Svolgimento del processo
Con ricorsi del 25 marzo 1993 al Tribunale di Siracusa (omissis) e gli altri qui indicati in epigrafe esponevano di avere manifestato alla datrice di lavoro Azienda siciliana trasporti la volontà di voler restare in servizio fino al sessantacinquesimo anno d’età oppure fino al raggiungimento della contribuzione previdenziale massima, ai sensi del D.L. 22 dicembre 1981, n. 791, art. 6, conv. in L. 26 febbraio 1982, n. 54. L’Azienda li aveva nondimeno collocati in pensione ai primi del 1988 con interpretazione della norma ora detta poi ritenuta illegittima dalla giurisprudenza costituzionale, che si era espressa nel senso dell’applicabilità della stessa norma al caso specifico.
Assumendo perciò come illegittimo il comportamento dell’Azienda, i ricorrenti chiedevano il risarcimento del danno da mancato trattenimento in servizio, in misura pari alla differenza tra retribuzione non percepita e pensione, nonchè del danno pensionistico da omessa contribuzione previdenziale.

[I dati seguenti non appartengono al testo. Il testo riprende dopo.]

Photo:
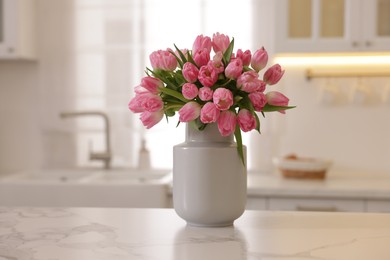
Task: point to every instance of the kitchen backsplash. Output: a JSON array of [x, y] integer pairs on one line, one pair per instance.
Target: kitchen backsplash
[[325, 124]]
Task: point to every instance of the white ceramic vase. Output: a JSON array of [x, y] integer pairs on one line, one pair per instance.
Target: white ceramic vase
[[209, 178]]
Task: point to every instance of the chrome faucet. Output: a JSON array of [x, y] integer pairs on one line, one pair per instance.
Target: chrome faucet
[[103, 156]]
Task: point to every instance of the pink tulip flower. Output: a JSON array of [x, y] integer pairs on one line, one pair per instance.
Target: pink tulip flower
[[273, 74], [201, 57], [244, 56], [220, 42], [151, 102], [276, 98], [246, 120], [189, 90], [258, 100], [205, 93], [190, 72], [152, 84], [201, 42], [185, 53], [217, 63], [163, 60], [209, 113], [227, 122], [149, 119], [208, 76], [135, 104], [223, 98], [190, 111], [234, 69], [249, 82], [146, 102], [259, 59], [139, 90]]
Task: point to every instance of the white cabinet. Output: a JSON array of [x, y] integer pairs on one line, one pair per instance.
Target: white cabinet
[[306, 204], [17, 24], [256, 203], [332, 25], [378, 205]]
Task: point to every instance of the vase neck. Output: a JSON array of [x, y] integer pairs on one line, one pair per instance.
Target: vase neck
[[209, 134]]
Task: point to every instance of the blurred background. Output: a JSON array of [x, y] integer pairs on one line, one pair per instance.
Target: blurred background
[[90, 54]]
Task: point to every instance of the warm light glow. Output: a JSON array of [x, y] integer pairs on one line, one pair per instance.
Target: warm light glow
[[334, 60]]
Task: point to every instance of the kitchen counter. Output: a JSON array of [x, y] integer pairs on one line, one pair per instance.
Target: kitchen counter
[[115, 233], [334, 186]]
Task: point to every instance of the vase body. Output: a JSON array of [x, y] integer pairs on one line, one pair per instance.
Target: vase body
[[209, 178]]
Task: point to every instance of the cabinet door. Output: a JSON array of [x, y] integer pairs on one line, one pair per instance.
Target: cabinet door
[[315, 204], [378, 205], [7, 27], [376, 25], [256, 203], [316, 25]]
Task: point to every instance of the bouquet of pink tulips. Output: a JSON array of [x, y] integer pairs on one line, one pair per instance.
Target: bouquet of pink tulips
[[224, 88]]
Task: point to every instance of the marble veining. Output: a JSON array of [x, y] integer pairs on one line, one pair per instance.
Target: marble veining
[[114, 233]]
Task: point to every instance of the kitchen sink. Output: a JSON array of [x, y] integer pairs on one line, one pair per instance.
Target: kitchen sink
[[86, 188]]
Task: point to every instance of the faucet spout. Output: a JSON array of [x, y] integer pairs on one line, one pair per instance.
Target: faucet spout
[[103, 156]]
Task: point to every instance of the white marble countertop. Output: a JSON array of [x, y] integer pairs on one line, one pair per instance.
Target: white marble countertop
[[101, 233], [333, 186]]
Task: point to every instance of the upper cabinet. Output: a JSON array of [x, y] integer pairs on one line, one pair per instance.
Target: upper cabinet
[[17, 34], [332, 25]]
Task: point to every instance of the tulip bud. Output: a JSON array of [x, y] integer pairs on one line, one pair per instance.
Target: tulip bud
[[246, 120], [190, 111], [259, 59], [234, 69], [276, 98], [227, 122], [273, 74]]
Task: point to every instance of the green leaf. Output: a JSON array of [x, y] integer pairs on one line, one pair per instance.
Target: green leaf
[[199, 125], [190, 59], [270, 108], [183, 58], [237, 134], [252, 109], [177, 59], [257, 122], [174, 93], [228, 53], [169, 112]]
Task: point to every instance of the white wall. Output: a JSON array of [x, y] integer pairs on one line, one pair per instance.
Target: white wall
[[354, 135], [33, 93]]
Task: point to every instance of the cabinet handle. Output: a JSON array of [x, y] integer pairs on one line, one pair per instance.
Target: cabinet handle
[[368, 43], [355, 44], [310, 208]]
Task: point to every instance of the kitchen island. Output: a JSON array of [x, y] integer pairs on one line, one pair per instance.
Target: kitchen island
[[119, 233]]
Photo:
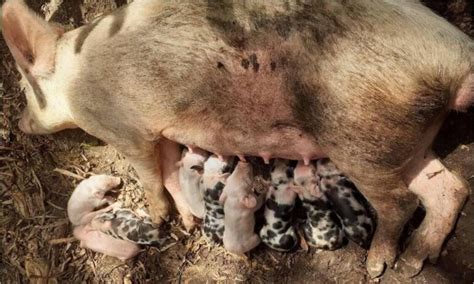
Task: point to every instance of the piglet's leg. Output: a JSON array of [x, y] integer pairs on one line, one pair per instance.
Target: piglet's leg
[[443, 195], [170, 154]]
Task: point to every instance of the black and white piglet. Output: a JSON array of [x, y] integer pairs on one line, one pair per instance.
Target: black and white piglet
[[216, 172], [278, 232], [346, 201]]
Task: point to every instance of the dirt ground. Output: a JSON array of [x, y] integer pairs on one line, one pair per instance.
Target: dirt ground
[[38, 173]]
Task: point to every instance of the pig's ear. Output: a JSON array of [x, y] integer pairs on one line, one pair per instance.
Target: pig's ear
[[249, 201], [298, 189], [31, 40], [222, 198]]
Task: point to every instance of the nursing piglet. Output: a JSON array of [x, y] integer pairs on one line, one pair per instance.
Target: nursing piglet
[[190, 174], [88, 196], [240, 204], [321, 228], [213, 180], [346, 201], [278, 232], [124, 224]]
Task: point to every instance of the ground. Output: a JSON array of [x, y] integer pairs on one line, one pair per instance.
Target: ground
[[38, 173]]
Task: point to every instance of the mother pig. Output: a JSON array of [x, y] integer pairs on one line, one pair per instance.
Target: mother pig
[[366, 83]]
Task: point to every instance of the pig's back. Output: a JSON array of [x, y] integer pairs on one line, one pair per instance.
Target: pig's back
[[254, 69]]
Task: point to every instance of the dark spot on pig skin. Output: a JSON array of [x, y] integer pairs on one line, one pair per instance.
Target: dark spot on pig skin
[[273, 65], [367, 227], [254, 62], [84, 33], [245, 63], [118, 20], [38, 93], [221, 16], [220, 65]]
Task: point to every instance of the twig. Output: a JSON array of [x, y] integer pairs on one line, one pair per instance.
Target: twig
[[68, 173], [62, 241]]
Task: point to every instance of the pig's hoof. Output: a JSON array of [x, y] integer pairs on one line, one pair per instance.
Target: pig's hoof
[[159, 216], [375, 269], [377, 259], [189, 222], [408, 269]]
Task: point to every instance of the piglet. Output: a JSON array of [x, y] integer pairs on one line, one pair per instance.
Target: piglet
[[321, 227], [346, 201], [240, 204], [191, 168], [216, 171], [100, 242], [87, 196], [124, 224], [278, 232]]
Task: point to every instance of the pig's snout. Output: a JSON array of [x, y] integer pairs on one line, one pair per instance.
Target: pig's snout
[[465, 96], [29, 125]]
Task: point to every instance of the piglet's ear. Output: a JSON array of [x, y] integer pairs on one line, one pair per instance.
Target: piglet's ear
[[249, 201], [31, 40], [198, 169]]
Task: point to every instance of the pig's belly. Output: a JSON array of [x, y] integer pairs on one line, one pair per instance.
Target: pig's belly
[[288, 143]]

Costituitasi la convenuta, che tra l’altro eccepiva la decadenza dal diritto di impugnare il licenziamento, il Tribunale rigettava la domanda con decisione del 4 luglio 2000, riformata dalla Corte d’appello di Catania, che con sentenza non definitiva del 29 novembre 2003 accoglieva le domande dei lavoratori e con sentenza definitiva del 24 marzo 2005 liquidava i danni.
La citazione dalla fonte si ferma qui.